Signals Refract surfaces:
- Talk-page discussion activity
- Revert cycles
- Policy references (BLP, NPOV, RS, UNDUE)
- Source replacement patterns
- Compromise wording emergence
- Page protection events
- Post-discussion stabilization
Prominence & Placement
Track not just whether a claim exists, but where it appears.
States Refract detects: lead, infobox, body, controversy section, footnote, caption, table, category, talk page only, removed.
Meaningful transitions: body → lead (increased prominence), lead → body (reduced prominence), removed → restored (narrative resurrection).
Cross-Language Narrative Divergence
Compare the same claim across language editions.
Refract can surface differences in: wording, sources cited, prominence, stability timelines, and terminology across language versions of the same topic.
Change Monitoring
Public Reference Monitoring
Monitor how an entity or topic changes in public reference sources.
What Refract surfaces:
- New claims added
- Claims moving into prominent positions
- Regulatory or institutional sources added or removed
- Policy templates applied (BLP, NPOV)
- Revert chains triggered
- Page protections activated
- Cross-language spread detected
Knowledge Volatility Metrics
Create quantitative metrics from claim-history data:
- Claim volatility over time
- Source churn rate
- Lead section instability
- Controversy intensity
- Cross-language divergence rate
- Edit-burst frequency
Change Summaries
Generate structured summaries from claim-history analysis.
Refract can produce outputs like:
Three public claims changed materially this period.
- One stabilized after regulatory sourcing.
- One moved from body to lead.
- One remains disputed after repeated reverts.
Each statement links to the supporting evidence.
Domain Extensions
Policy, Regulation & Standards Tracking
Apply the same engine to public rules and guidance documents.
Changes Refract can detect: requirements added or weakened, mandatory → optional transitions, deadline extensions, scope narrowing, enforcement language removed.

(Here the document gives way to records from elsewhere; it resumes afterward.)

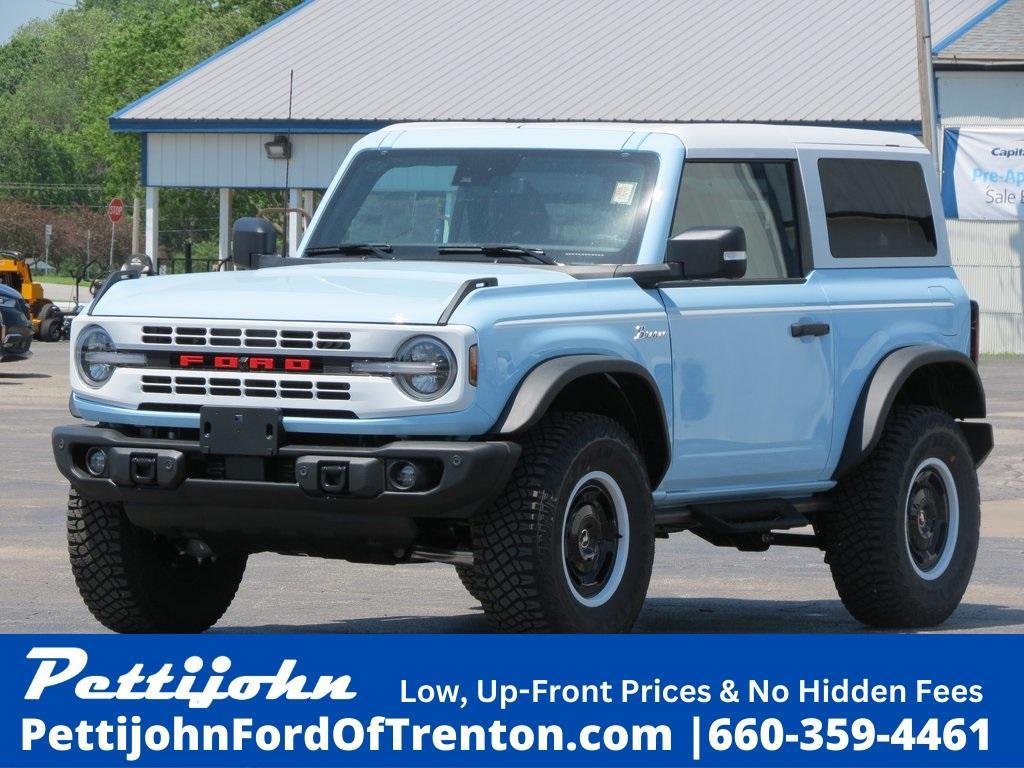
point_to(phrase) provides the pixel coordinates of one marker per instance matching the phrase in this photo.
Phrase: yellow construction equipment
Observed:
(47, 320)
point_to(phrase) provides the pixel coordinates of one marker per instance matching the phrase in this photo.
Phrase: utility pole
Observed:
(926, 79)
(136, 216)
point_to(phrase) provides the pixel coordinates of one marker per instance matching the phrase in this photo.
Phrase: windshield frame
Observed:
(630, 253)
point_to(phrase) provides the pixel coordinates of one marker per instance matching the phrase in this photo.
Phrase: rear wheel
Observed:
(569, 545)
(51, 330)
(903, 536)
(134, 581)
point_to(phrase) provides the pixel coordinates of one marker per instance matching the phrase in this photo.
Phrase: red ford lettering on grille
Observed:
(241, 363)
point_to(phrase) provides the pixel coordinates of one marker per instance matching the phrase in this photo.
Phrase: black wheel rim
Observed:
(591, 544)
(928, 514)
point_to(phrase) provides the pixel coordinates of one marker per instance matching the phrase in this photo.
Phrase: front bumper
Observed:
(278, 503)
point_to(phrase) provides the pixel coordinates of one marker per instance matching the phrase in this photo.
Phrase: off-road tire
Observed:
(470, 580)
(518, 543)
(865, 537)
(131, 585)
(51, 329)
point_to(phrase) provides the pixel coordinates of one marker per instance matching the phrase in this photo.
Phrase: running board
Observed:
(748, 525)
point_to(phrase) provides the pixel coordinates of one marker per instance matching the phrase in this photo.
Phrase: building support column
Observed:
(307, 206)
(293, 222)
(153, 224)
(224, 225)
(136, 221)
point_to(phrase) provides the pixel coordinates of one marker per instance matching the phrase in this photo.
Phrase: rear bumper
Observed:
(278, 503)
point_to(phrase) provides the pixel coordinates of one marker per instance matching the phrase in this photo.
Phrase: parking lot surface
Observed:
(695, 587)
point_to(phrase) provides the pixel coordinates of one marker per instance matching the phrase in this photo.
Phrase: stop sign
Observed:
(116, 210)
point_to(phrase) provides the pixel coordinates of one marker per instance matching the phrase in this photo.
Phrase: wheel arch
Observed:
(615, 387)
(923, 376)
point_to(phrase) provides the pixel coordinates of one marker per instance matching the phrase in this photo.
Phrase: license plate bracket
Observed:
(240, 431)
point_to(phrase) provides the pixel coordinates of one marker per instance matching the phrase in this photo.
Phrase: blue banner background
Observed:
(378, 664)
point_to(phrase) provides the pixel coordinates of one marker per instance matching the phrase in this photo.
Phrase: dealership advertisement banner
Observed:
(983, 173)
(555, 700)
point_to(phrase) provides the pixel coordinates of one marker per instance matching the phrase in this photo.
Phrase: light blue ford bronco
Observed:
(531, 350)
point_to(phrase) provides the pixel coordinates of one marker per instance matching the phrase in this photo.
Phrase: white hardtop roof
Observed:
(357, 62)
(694, 136)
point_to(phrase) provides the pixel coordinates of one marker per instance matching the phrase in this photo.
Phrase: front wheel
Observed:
(902, 538)
(569, 545)
(134, 581)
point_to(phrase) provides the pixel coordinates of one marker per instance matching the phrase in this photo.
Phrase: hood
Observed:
(407, 292)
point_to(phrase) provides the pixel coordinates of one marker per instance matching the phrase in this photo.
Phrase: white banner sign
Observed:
(983, 173)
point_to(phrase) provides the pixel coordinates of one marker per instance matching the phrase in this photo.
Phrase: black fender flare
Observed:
(963, 397)
(542, 385)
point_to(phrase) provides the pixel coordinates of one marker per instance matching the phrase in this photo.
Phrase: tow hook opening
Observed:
(333, 477)
(143, 469)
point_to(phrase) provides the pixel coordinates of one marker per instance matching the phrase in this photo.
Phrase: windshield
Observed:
(574, 206)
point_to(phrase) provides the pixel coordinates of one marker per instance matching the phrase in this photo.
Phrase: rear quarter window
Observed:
(877, 209)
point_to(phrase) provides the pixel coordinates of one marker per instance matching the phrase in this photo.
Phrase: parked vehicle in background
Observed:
(47, 320)
(531, 350)
(15, 327)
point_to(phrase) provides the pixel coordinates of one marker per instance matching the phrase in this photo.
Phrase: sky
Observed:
(15, 12)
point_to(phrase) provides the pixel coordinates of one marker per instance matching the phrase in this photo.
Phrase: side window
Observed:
(759, 197)
(877, 208)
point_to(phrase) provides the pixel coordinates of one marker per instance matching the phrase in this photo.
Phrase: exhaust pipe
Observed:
(451, 556)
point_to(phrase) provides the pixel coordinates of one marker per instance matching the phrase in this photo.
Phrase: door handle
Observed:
(800, 330)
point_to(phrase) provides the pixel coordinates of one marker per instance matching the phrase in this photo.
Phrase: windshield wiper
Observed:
(537, 254)
(350, 249)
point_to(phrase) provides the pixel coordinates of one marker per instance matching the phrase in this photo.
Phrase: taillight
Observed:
(975, 332)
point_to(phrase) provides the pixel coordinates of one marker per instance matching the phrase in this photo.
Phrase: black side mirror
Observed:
(252, 237)
(706, 252)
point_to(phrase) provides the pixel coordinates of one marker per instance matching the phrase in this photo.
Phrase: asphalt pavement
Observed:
(696, 588)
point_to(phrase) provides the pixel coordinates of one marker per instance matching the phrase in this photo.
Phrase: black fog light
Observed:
(403, 475)
(95, 462)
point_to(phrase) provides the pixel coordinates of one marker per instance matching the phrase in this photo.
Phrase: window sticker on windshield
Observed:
(623, 194)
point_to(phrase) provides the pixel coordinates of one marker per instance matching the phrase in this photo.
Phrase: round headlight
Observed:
(438, 368)
(94, 355)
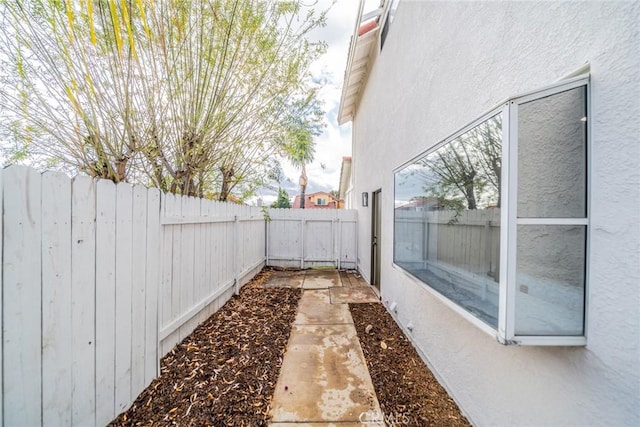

Enterprise Knowledge Governance
Apply claim provenance to internal knowledge bases.
Detect across internal documentation: unsupported claims, stale procedures, contradictions between docs, obsolete product claims, policy drift, claims without sources.
Corporate Disclosure Tracking
Track changes in publicly filed corporate documents.
Refract can surface when commitments, risk factors, deadlines, or claims change in investor presentations, earnings materials, ESG reports, terms of service, or privacy policies.
Legal-Document History
Apply the same engine to contracts, policies, and versioned legal documents.
Detect: obligations added or narrowed, warranties softened, termination rights expanded, indemnity strengthened, compliance requirements removed.
Example shifts: shall → may, all damages → direct damages, must notify within 24 hours → must notify without undue delay.
Universal Document-History
General Document-History Operating System
The broadest application. For any versioned document system, Refract answers:
- What changed?
- What claim or obligation did it affect?
- What source or evidence supported it?
- Was it challenged?
- Did it stabilize?
- What is its current status?
This applies across: public wikis, policy drafts, standards documents, open-source documentation, collaborative prose, and any versioned text corpus.
Synthesis
The frontier is not summarizing version history.
The frontier is turning version history into claim-level provenance.
The reusable primitive is:
claim + source + wording + placement + stability + time
That primitive can power use cases across retrieval, research, monitoring, governance, and knowledge management — without deciding what is true.